Antigamente as pessoas reclamavam que não sabiam quem eram exatamente. Mas elas não sabiam por que eram levadas a se questionar o tempo inteiro. Hoje eu não sei quem sou eu. Mas isso é porque penso que posso ser qualquer coisa e, pior, tanto faz. Vale mais a pergunta: O que sou eu? Sinto-me como o mesmo lápis que escreve nesse papel. Ou menos. O lápis ainda significa e tudo que significa ainda pode ser arte. Eu já não significo e nem sou. Sou muito menos do que um lápis. Porém, mesmo sabendo que posso morrer, agarrei esse objeto (que é bem mais do que eu mesmo para mim) e escrevi uma carta. E se ela chegasse ao passado como meu filho prometeu? Então, eu falaria para nunca se esquecerem da importância da arte nas vidas das pessoas e nem daquele dia em que você foi tão alegrado por ela. Mas quanta besteira, ninguém me lerá! Darão um jeito de banir a máquina do tempo por ela ter total relação com a arte.

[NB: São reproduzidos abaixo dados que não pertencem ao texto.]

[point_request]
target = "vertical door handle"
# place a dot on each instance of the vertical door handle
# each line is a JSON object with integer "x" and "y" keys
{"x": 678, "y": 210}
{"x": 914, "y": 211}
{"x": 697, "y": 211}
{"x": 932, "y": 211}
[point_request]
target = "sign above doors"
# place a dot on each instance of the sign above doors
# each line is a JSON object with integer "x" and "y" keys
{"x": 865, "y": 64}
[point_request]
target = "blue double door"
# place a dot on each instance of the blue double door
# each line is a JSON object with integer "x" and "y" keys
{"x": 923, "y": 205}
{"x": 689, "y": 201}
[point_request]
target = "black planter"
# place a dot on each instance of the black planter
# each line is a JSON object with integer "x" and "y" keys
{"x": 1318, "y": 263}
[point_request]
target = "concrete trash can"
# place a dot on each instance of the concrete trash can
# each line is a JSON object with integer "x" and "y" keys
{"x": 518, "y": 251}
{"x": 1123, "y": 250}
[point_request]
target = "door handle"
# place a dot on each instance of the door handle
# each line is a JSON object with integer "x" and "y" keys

Apenas não posso aguentar mais isso. Penso que logo chegará a minha vez e verei Merlly. Talvez hoje, pois tenho uma corda pendurada no teto esperando o grand finale. Está escondida, pois é claro que é proibido se matar de forma trágica. Afinal, isso remete ao teatro. Se te pegam morrendo assim, te matam. E só. Mas eu não! Prefiro morrer com tragédia do que como coisa. Mas sou o protagonista dessa carta e um dia me disseram que se o protagonista morrer a história não pode continuar. Será verdade? Não queria que eu também matasse a arte. Devo honrar essa carta e continuar vivo para não matar a arte ou devo me matar e terminá-la? Queria ter morrido como me disseram que Merlly morreu, mas talvez esteja mesmo louco demais para pensar agora. Entrego esta carta ao meu filho e à máquina do tempo. Deixarei este final em aberto.